Couple that with R&D into artificial shark-skin hull coatings to keep pesky barnacles and algae away, and shark-like products may have a real future.
(Originally published July 6, 2005)
June 25/07: Small business qualifier QUASAR Federal Systems, Inc. in San Diego, CA received a $6 million not-to-exceed, indefinite-delivery, indefinite-quantity contract for a Phase III Small Business Innovative Research (SBIR) Program contract for Topic N05-003 entitled “Shark Weak Electromagnetic (EM) Field Detection for Moving Objects.” Work will be performed in San Diego, CA and is expected to be complete in June 2012.
Reaching SBIR Phase III is an indication that prototypes have been created, and the firm is beginning to prepare for product development. This contract was competitively procured using SBIR Program Solicitation under Topic N05-003; 21 offers were received by the Naval Air Warfare Center Aircraft Division in Lakehurst, NJ (N68335-07-D-0017).
As part of its SBIR program, the DoD issues an SBIR solicitation four times a year, describing its R&D needs and inviting R&D proposals from small companies – firms organized for profit with 500 or fewer employees, including all affiliated firms.
Companies apply first for a six-month to nine-month Phase I award of $70,000 to $100,000 to test the scientific, technical, and commercial merit and feasibility of a particular concept.
If Phase I proves successful, the company may be invited to apply for a 2-year Phase II award of $500,000 to $750,000 to further develop the concept, usually to the prototype stage.

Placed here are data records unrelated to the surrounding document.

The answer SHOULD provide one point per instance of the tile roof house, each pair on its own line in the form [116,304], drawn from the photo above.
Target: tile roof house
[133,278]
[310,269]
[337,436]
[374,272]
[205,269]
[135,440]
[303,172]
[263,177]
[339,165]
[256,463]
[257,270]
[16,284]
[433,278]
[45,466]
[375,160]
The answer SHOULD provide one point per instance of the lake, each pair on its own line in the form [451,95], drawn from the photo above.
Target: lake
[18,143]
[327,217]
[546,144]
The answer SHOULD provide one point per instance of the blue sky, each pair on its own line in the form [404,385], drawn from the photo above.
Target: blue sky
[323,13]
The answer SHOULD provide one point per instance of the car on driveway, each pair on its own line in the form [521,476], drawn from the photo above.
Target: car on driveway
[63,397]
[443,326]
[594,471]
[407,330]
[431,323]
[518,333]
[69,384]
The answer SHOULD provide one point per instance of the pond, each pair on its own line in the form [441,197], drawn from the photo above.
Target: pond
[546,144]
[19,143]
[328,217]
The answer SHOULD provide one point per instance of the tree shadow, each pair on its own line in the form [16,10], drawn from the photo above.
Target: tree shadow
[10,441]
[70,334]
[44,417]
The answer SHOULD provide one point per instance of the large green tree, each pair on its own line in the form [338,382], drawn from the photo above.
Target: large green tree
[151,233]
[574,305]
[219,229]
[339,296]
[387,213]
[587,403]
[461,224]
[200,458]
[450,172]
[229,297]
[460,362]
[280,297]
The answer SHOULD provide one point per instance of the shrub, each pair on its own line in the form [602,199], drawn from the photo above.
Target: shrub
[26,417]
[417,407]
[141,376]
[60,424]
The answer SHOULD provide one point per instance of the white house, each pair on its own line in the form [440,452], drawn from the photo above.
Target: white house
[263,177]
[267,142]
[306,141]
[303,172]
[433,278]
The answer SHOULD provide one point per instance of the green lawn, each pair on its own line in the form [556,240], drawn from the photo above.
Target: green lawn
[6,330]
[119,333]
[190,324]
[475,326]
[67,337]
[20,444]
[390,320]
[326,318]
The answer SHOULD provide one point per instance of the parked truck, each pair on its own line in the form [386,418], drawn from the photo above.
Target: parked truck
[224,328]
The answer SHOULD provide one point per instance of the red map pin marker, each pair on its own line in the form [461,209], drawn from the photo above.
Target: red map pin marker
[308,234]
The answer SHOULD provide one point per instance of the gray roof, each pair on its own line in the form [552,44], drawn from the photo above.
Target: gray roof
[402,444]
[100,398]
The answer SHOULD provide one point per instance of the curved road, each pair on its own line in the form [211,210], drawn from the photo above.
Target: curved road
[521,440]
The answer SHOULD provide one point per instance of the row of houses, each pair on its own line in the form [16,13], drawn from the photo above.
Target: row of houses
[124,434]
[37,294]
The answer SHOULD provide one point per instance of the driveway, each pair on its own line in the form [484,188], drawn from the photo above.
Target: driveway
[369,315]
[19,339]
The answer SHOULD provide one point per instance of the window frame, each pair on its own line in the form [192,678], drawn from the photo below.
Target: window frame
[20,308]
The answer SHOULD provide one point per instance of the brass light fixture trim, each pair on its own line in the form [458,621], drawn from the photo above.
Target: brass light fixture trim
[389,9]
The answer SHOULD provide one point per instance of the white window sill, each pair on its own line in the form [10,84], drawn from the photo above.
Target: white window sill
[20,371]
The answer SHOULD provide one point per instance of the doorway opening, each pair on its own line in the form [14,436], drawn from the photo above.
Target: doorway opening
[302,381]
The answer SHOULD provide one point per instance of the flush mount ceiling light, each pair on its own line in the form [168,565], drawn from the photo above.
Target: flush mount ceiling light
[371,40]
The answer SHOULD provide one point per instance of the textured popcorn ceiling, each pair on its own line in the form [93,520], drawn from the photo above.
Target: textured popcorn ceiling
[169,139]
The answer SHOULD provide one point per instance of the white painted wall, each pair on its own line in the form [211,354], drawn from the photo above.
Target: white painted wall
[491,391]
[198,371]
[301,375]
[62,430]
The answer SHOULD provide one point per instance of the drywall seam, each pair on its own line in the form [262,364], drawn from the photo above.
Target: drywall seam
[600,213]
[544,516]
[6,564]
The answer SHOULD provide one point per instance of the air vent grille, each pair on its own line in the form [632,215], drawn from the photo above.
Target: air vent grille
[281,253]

Proposals are judged competitively on the basis of scientific, technical, and commercial merit.
Following completion of Phase II, small companies are expected to obtain funding from the private sector and/or non-SBIR government sources (in “Phase III”) to develop the concept into a product for sale in private sector and/or military markets.
There is also an STTR program, which is similar in structure to SBIR but funds cooperative R&D projects involving a small business and a research institution (i.e., university, federally-funded R&D center, or nonprofit research institution).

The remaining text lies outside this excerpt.